Power Transformer Diagnostic Evidence Models for Agentic AI
Why agentic AI for transformer APM needs an auditable evidence model that connects asset hierarchy, provenance, standards context, and diagnostic contradictions.
Agentic AI for transformer asset performance management is only credible if it can reason over an evidence model, not a pile of files. A transformer recommendation should answer: which asset, which component, which observation, which method, which standard context, which timestamp, and which confidence level?
That evidence contract is the difference between a reviewable reliability workflow and a black-box score.
Start with asset hierarchy
Transformer evidence should attach to the component that can fail. A useful hierarchy includes fleet, site, transformer, tank, winding, bushing, tap changer, cooling system, sensors, and protection context. Utility data standards such as IEC 61850 and CIM-oriented work such as the PNNL guide to IEC CIM are useful references for thinking about consistent asset identity and interoperability.
For GridAPM, the practical rule is simple: every record must know what it belongs to. A DGA result belongs to a transformer and oil system. A bushing test belongs to a component. An SFRA trace belongs to a winding configuration, tap setting, and measurement setup.

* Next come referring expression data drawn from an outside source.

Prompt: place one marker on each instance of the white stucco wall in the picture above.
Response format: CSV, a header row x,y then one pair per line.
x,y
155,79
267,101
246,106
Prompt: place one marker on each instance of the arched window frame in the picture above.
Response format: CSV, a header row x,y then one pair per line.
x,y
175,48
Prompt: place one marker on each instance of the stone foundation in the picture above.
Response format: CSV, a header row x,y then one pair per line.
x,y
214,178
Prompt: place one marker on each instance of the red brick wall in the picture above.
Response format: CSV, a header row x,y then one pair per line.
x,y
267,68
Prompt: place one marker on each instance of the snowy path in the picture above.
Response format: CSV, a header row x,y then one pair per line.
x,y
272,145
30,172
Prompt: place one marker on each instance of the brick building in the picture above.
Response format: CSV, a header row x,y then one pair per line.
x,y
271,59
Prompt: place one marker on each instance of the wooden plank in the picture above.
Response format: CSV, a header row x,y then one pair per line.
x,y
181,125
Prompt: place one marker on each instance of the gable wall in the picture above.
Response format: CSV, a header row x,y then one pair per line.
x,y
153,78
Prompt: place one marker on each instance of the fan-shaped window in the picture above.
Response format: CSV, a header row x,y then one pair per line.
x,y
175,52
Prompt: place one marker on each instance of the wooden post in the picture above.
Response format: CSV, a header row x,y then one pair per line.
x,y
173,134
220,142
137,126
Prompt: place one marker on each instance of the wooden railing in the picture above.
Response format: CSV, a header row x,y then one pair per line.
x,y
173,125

Without hierarchy, AI has no reliable place to attach evidence.
Provenance before prediction
AI reasoning is fragile if the input records are not trusted. A transformer evidence model should capture:
- Source system or file.
- Measurement method.
- Timestamp and sample time.
- Unit and normalization.
- Calibration or test setup notes.
- Data quality flags.
- Transformation history.
- Reviewer or system that created the record.
The NIST AI Risk Management Framework emphasizes governance, transparency, and accountability themes that map directly to this requirement. In transformer APM, provenance is not paperwork. It is the foundation for deciding whether a recommendation deserves attention.
Model the diagnostic channels
A transformer evidence model should represent each diagnostic channel on its own terms:
- DGA: gases, ratios, generation rates, sample source, oil processing context, and interpretation history. See IEEE C57.104 and IEC 60599.
- PRPD and partial discharge: apparent charge, phase reference, measurement circuit, sensor type, noise notes, and pattern family. See IEC 60270.
- SFRA: trace file, instrument, lead placement, grounding, tap position, baseline, and comparison event. See IEEE C57.149.
- Thermal loading: load, ambient, cooling state, top-oil, hot-spot estimate, and aging context. See IEC 60076-7.
- Monitoring equipment: sensor application, data quality, communication, and risk-benefit context. See IEEE C57.143.
The agent should not flatten these into one number too early.
Contradictions are signals
In a well-modeled system, contradictions are not noise to be averaged away. They are diagnostic prompts. Rising combustible gases with normal thermal history may deserve a different review than thermal aging without chemical markers. A PRPD pattern without DGA evolution may suggest measurement context or a developing insulation issue. An SFRA shift after a through-fault may change the confidence of an otherwise moderate risk score.
Agentic APM should ask follow-up questions when the evidence conflicts. That is more valuable than forcing every record into a single blended health score.
The agentic workflow
Once evidence is modeled, AI agents can perform bounded work:
- Retrieve records attached to the asset and affected component.
- Check provenance and stale data.
- Compare observations with baselines, standards context, and prior decisions.
- Form hypotheses and uncertainty notes.
- Request missing records or retests.
- Draft maintenance options for engineer review.
This links directly to DGA generation-rate analysis, PRPD review quality, and SFRA winding movement analysis.
A practical evidence contract
GridAPM’s transformer diagnostic evidence contract can be summarized as:
asset/component ID + observation + method + provenance + standards context + confidence + interpretation + next action + audit trail.
That contract helps transformer teams see exactly how an AI-assisted recommendation was formed. The winning claim is not that AI predicts every failure. The stronger claim is that AI can make transformer diagnostic reasoning more traceable, cross-modal, and reviewable.